South Georgia rat eradication mission sets sail
- Published
A team sets out on Saturday on the final leg of a mission to eradicate rats from the island of South Georgia, with the aim of "reclaiming the island for its seabirds".
Their ship, loaded with three helicopters and almost 100 tonnes of poisoned rat bait, sets sail from the Falkland Islands.
The project has been under way for more than five years. This is the last of three bait-spreading stages.
It is led by the South Georgia Heritage Trust, external.
South Georgia is a UK overseas territory at the southern end of the South Atlantic. It will take the team three to four days of sailing to reach the island, and - weather permitting - they will start spreading bait around 15 February.
Project leader Professor Tony Martin from the University of Dundee, external described South Georgia as a "magical piece of UK territory".
"It's home to to a great wealth of wildlife that exploits the hugely productive seas," he explained.

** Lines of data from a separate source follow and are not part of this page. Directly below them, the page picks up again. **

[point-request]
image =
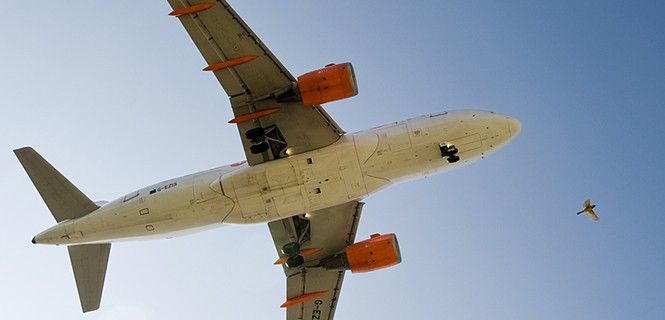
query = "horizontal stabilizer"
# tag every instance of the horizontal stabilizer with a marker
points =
(89, 263)
(63, 199)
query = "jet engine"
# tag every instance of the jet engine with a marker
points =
(377, 252)
(334, 82)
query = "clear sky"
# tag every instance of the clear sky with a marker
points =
(111, 93)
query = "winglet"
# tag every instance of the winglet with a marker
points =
(303, 298)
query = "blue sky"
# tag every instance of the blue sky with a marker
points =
(112, 95)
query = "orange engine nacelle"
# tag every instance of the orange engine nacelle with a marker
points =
(334, 82)
(377, 252)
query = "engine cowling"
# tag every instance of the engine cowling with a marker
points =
(334, 82)
(377, 252)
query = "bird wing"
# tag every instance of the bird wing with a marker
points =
(591, 214)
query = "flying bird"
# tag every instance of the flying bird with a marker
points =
(587, 209)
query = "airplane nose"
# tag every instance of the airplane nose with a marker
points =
(514, 126)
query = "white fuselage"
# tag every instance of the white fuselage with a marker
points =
(351, 168)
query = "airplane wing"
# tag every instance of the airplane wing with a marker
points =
(591, 214)
(258, 85)
(330, 231)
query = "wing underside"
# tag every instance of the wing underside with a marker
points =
(255, 81)
(328, 232)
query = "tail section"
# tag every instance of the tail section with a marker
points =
(89, 261)
(63, 199)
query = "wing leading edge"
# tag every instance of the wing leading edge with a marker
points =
(328, 231)
(256, 82)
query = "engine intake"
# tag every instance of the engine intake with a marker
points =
(377, 252)
(334, 82)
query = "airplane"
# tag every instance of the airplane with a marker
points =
(303, 175)
(587, 209)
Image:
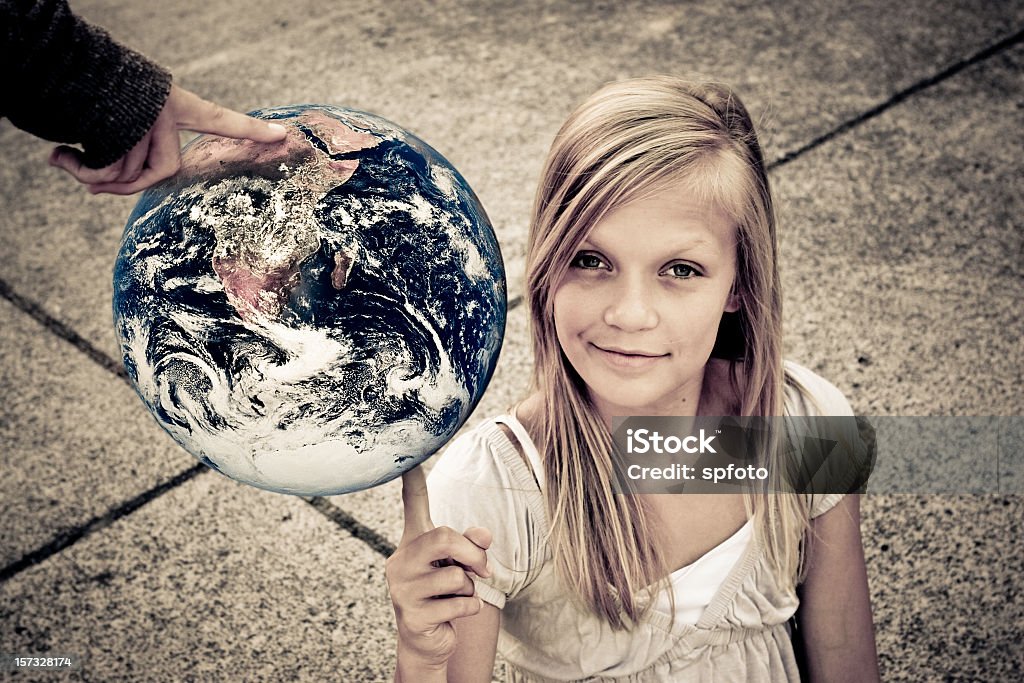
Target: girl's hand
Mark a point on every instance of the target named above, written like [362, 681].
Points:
[429, 580]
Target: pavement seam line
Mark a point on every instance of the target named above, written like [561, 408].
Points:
[900, 97]
[68, 538]
[61, 330]
[376, 541]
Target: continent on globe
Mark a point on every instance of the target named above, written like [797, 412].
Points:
[311, 316]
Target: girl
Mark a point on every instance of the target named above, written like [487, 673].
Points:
[652, 290]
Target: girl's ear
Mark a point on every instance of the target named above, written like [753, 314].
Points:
[732, 303]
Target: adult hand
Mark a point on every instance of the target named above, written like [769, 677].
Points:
[158, 155]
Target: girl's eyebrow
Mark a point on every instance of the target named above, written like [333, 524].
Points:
[695, 243]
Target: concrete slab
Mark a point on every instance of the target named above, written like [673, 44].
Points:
[211, 582]
[901, 248]
[945, 584]
[75, 442]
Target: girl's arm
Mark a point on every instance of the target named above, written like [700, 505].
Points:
[445, 633]
[835, 615]
[473, 660]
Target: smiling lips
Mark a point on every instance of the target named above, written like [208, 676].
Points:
[628, 358]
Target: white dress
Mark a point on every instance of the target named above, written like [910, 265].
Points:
[740, 632]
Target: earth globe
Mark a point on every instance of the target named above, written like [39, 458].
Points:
[313, 316]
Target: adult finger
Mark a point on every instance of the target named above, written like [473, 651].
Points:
[163, 161]
[134, 161]
[73, 161]
[202, 116]
[416, 505]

"[But] man came along some 200 years ago and messed it up by bringing rats and mice."
The native wildlife includes vast seal and king penguin colonies, which feed from the cold, rich seas.
King penguins are too large to be attacked by rats, but many seabirds have suffered badly since the invasion.
Species including the wandering albatross, which has the largest wing span of any bird, have their ground nests raided.
Prof Martin said that the diminutive Wilson's storm petrel had been almost totally wiped out. "These birds only live on off-shore islands that are acting as lifeboats," he said.
"Many seabirds have no defence against marauding rats that eat their chicks and eggs."
Race against time
The team estimates that rats have wiped out more than 90% of the seabirds on South Georgia
But the vast glaciers that segment the landscape, which the rats cannot cross, have allowed the team to carry out a three-phase extermination project.
The first part was completed in 2011, and involved rat bait being spread throughout the central north coast - an area of 120 square kilometres.
Each bait pellet is a lethal dose for a rat. Prof Martin said that, unfortunately, the bait also killed some seabirds. But the team has carefully worked out that those losses are sustainable. While the seabird population "bounces back", Prof Martin said, the rats do not.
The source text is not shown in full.